This recipe is based on my popular Easy Creamy Tuscan Shrimp Recipe. It’s cooked in a similar way, and it’s equally delicious! Lemon, garlic, cream, and parmesan cheese. Hmmm… it sounds like something straight out of the Salt & Lavender playbook. 😉

This recipe is easy enough for a weeknight but tasty enough for company! 

What kind of shrimp to use?

I use raw frozen shrimp and thaw them by running them under cool water in a colander. Shrimp cook fast, so I don’t like buying pre-cooked shrimp since double cooking them can turn them rubbery. I used 31-40 count size, but you could use slightly larger or slightly smaller shrimp if you wish.

uncooked shrimp in a colander

Recipe notes & tips:

  • I strongly recommend using the suggested heavy cream. Something with a lower fat content is likely to get curdled by the citrus in this recipe. If you must sub, try coconut milk, but I can’t guarantee results will be as good (and it’ll have a slight coconut flavor).
  • Feel free to take the tails off the shrimp! I mostly leave them on for photos so there’s more contrast.
  • As always, I recommend keeping a wedge of parmesan in your fridge and grating it yourself (it tastes and melts much better than the pre-grated kind!). I use this cheese grater.
  • I use my Microplane zester/grater to zest the lemon.

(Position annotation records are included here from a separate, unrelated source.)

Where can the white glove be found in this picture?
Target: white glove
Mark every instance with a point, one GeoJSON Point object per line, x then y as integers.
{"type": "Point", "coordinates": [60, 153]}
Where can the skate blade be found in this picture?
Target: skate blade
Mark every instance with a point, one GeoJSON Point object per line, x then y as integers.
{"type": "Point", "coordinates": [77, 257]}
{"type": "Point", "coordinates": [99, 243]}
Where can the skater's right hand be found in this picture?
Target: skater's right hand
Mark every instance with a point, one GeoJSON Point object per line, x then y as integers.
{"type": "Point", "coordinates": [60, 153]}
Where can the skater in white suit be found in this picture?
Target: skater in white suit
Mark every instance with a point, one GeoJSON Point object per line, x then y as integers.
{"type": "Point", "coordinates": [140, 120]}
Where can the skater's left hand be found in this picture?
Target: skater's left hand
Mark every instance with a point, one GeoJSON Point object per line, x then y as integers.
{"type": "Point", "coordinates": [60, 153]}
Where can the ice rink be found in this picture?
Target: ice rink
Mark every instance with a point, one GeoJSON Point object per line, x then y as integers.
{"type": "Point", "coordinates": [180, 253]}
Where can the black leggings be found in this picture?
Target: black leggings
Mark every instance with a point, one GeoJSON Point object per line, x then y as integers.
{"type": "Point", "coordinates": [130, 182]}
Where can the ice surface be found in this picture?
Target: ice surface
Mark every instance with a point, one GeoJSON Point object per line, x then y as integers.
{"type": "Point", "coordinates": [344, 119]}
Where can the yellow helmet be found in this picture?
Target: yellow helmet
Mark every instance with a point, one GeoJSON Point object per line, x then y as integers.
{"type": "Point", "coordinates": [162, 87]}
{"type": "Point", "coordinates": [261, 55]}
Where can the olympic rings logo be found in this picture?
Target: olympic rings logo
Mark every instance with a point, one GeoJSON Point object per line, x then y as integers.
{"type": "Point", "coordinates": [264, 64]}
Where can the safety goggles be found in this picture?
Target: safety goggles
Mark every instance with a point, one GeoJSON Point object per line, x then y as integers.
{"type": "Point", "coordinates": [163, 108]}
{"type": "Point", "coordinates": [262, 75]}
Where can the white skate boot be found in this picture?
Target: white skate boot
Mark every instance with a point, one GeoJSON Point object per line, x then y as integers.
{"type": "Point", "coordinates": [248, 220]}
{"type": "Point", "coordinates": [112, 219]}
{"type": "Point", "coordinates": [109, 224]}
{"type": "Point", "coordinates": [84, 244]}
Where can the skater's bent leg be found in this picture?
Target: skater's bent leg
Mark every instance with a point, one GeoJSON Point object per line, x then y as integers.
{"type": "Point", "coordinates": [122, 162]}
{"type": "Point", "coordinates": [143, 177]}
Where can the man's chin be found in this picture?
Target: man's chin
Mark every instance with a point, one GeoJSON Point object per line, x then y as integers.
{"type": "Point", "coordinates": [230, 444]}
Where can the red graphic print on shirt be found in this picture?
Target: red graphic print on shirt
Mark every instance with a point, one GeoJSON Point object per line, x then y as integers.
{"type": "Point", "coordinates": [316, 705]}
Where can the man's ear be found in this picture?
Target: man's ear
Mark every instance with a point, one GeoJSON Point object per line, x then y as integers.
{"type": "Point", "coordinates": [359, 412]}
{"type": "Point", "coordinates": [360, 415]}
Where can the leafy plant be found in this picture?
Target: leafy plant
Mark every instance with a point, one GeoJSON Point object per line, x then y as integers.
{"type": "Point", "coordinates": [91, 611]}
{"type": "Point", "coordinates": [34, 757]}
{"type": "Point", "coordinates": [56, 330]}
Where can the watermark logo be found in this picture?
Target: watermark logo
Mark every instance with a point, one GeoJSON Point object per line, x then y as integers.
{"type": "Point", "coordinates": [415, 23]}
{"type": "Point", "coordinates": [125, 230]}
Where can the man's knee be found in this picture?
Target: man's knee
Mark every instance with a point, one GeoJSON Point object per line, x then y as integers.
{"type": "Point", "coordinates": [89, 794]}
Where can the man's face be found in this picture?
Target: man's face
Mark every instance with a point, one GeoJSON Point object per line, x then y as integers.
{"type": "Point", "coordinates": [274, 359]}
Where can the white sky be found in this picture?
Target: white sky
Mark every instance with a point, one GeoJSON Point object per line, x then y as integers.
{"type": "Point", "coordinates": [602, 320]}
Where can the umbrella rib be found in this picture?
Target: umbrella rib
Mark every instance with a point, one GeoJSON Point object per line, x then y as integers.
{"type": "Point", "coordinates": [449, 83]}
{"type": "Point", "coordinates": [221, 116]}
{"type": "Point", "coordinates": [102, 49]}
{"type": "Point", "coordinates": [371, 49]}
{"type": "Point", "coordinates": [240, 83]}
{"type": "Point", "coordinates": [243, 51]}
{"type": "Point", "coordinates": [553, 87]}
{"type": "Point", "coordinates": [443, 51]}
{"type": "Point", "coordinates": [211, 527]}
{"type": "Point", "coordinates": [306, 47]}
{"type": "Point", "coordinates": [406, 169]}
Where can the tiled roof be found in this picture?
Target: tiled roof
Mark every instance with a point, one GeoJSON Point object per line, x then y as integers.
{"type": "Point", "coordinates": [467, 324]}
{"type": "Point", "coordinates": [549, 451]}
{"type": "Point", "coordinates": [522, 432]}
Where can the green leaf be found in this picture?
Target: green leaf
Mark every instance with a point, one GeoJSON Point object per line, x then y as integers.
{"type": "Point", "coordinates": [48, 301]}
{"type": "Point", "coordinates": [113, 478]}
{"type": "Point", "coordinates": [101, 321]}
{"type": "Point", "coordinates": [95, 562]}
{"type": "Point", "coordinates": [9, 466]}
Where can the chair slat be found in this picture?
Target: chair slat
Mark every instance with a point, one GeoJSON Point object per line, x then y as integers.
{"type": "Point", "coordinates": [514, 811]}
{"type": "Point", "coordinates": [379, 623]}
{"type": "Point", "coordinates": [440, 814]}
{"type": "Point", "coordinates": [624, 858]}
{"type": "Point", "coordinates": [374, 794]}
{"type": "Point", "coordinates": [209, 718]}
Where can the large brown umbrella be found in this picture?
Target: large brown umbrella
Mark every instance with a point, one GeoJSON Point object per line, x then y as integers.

Love garlic cream sauces? Try my Creamy Garlic Chicken.

creamy garlic shrimp on a bed of mashed potatoes

What to serve with creamy lemon garlic parmesan shrimp?

Try mashed potatoes, pasta (or egg noodles), or rice.

More tasty shrimp recipes to try:

close-up of creamy lemon garlic shrimp in a skillet

Will you give these creamy garlic shrimp a try? Questions? Let me know in the comments below. Tag me #saltandlavender on Instagram if you’ve made one of my recipes.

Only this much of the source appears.